DBSA is committed to raising awareness and reducing stigma around mental health issues. To do this, we’re launching a “Facts and Stats” social media campaign where we will feature a mental health fact or stat every weekday in the month of May through Facebook, Twitter, and Instagram.

Tardive Dyskinesia Awareness Week

During the week of May 6th, DBSA is raising awareness about Tardive Dyskinesia (TD). The goal is to provide education on warning signs and offer hope to those that are living with TD. Follow our social media where we’ll feature infographics and resources for you to share with your friends and loved ones.

Live Streaming Event to Support DBSA

DBSA is partnering with Tiltify and live video game streamers to raise awareness about mental health. During the week of May 13th, DBSA will partner with a featured streamer on Twitch, who will provide their audience (primarily young adults) with information about depression and bipolar as well as educate them on DBSA’s efforts to support those living with a mood disorder. During this live stream event, our feature streamer will accept donations to support DBSA’s mission to provide millions with hope, help, support, and education. Pay close attention to our social media for the announcement of our featured streamer and information about dedicating a live video game stream to support DBSA’s mission.

Wellness Tips from Peers

Keeping your Inventory

I find it helps to sit down and really figure out why I am feeling the way I am.

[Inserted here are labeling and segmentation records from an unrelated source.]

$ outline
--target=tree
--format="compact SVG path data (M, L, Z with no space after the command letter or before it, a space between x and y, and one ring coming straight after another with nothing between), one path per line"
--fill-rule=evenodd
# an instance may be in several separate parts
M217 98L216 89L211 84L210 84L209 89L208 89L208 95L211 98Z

Of course the harder part of this is that chemical imbalances often mean there is no rational explanation. Expressing myself in some way through art or writing helps navigate this and if nothing else, leaves me feeling more at ease.

Settling Is Not Always Best

Do not always settle for “better than nothing.” Sometimes it is not better. Rather, wait till you can find a solution to meet your needs.

Trust in Yourself

Learning to disconnect from negativity of others is paramount. Accept opinions but don’t own them. Those expressing their opinions of you are not the ones living your life. Give yourself some credit, stop doubting yourself. It’s empowering to be free of the worries of others second guessing your thoughts, experiences and actions.